Barriers to housing accessibility and the need for fair housing does not solely burden property owners; it heavily affects renters too. The Fair Housing Act protects individuals renting, buying, and selling homes based on, race, sexuality, color, national origin, religion, sex, familial status, or disabilities, However, there are a multitude of factors and moving parts at all levels of government that impact access to housing. The Fair Housing Act aims to reduce discrimination. Yet, there is still a shortfall in protecting individuals from other hindrances to housing, such as socioeconomic factors, poverty, social class or status, and the lack of access to complete neighborhoods with quality schools and sustaining jobs. Shad Bogany, HAR Governmental Affairs and Advocacy’s Group co-chair, said, “I believe fair housing is under attack. I believe it is under attack based on income and what class you are in.”

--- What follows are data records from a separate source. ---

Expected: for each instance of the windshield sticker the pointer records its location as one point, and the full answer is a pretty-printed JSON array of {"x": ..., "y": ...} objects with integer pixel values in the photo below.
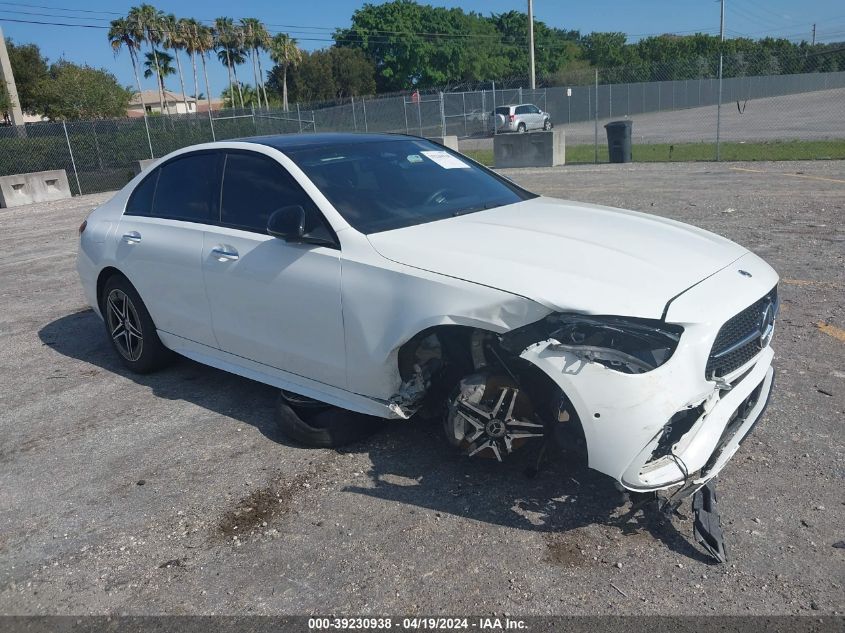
[{"x": 445, "y": 159}]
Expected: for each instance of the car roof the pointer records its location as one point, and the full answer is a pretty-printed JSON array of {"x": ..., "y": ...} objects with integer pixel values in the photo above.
[{"x": 283, "y": 142}]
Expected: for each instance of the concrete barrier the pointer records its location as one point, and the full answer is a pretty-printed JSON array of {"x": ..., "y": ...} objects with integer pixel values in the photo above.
[
  {"x": 535, "y": 149},
  {"x": 447, "y": 141},
  {"x": 39, "y": 186}
]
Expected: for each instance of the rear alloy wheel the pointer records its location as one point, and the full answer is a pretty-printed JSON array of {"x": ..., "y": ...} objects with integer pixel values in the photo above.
[{"x": 130, "y": 327}]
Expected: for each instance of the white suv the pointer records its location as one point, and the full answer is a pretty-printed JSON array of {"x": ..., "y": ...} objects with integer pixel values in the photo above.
[
  {"x": 520, "y": 118},
  {"x": 369, "y": 276}
]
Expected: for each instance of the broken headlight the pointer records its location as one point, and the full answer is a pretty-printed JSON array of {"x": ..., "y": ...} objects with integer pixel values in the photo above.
[{"x": 628, "y": 345}]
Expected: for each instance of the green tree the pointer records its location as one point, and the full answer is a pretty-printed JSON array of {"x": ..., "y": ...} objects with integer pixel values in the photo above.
[
  {"x": 159, "y": 65},
  {"x": 415, "y": 45},
  {"x": 72, "y": 92},
  {"x": 148, "y": 20},
  {"x": 353, "y": 72},
  {"x": 256, "y": 39},
  {"x": 286, "y": 54},
  {"x": 229, "y": 42},
  {"x": 175, "y": 41},
  {"x": 124, "y": 33},
  {"x": 198, "y": 41},
  {"x": 30, "y": 69}
]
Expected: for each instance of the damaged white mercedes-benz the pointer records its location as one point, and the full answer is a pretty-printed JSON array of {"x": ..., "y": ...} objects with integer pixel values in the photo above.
[{"x": 378, "y": 275}]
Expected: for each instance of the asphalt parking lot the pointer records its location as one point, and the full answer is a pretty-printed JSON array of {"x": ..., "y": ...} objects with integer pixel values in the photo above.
[{"x": 173, "y": 493}]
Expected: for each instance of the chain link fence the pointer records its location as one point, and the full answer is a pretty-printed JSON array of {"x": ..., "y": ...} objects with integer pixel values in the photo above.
[{"x": 674, "y": 108}]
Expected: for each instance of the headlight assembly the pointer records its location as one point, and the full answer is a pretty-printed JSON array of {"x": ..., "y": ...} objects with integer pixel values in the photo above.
[{"x": 627, "y": 345}]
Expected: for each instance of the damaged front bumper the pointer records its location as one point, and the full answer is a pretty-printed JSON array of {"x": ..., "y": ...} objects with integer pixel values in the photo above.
[{"x": 626, "y": 418}]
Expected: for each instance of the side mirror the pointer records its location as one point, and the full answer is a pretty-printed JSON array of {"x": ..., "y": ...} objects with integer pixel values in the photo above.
[{"x": 287, "y": 223}]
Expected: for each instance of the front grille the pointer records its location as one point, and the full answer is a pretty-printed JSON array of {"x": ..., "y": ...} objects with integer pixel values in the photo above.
[{"x": 723, "y": 359}]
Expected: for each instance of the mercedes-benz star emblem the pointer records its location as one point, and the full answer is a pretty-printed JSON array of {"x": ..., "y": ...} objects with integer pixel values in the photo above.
[{"x": 767, "y": 324}]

The deficit of affordable housing available compared to the need is one contributor that consumers are facing. Consumers who have been approved for a housing voucher are often discriminated against when looking to rent or purchase homes. In October 2022, HAR’s Housing Symposium hosted Nest Quest. This non-profit cashes out housing vouchers to give families opportunities to live in complete communities where the vouchers would not have been accepted. The efforts to reduce these barriers are carried out through the Houston Housing Authority (HHA). HHA aims to advance affordable housing in Houston by assisting with voucher programs, public housing, mixed-income housing, and other resources to address housing for all in Houston. The HHA defines those needing affordable housing as individuals who spend more than 30% of their income on housing.
“I believe fair housing is under attack. I believe it is under attack based on income and what class you are in.” –Shad Bogany, HAR Governmental Affairs and Advocacy’s Group Co-chair
Zooming in on The City of Houston, there have been many strides to create affordable housing. Currently, affordable units in luxury apartments have been approved by the City of Houston. By establishing a percentage of affordable housing through the Public Facilities Corporations (PFC), they have been given tax credit breaks. The Governmental Affairs team has been monitoring the pushback from communities. Mayor Turner paused the development of these eight apartment complexes. Currently, Mayor Turner and the Houston Housing Authority have continued with one project, and the other seven are still in limbo. Through these City Council discussions and Housing and Development Committee meetings, it has been revealed these properties average a $1 million property tax loss to the city.
As a broker I see many examples where fair housing issues still arise on a regular basis. As realtors® we get to educate our owners and be sure to make them aware of fair housing rules and implications. Everyone deserves a quality home. —Bill Baldwin, Broker | Owner
Now, zooming out and looking at the 88th Texas Legislature, there are seventeen bills relating to Public Facility Corporations, mostly filed after this uprise in Houston’s wealthier communities and apartment complexes receiving affordable housing. These public facility corporation reform bills are filed, with claims that these tax breaks fall on property owners. Two sister bills, HB 2071 and SB 1278 have support from the Houston Region Business Coalition. These bills look to reform the requirements of how many units need to be affordable housing to receive the tax break. It was a shockwave when word spread about the City of Houston’s property tax loss due to the established PFCs. These bills will require transparency and accountability that these properties are filling the affordable units. Lastly, the reform looks less local control, which can prevent the exploited use of PFCs.
Does the problem lie with a burden on property taxes or higher-class individuals having lower-status individuals living in their community? Is this a threat to fair housing?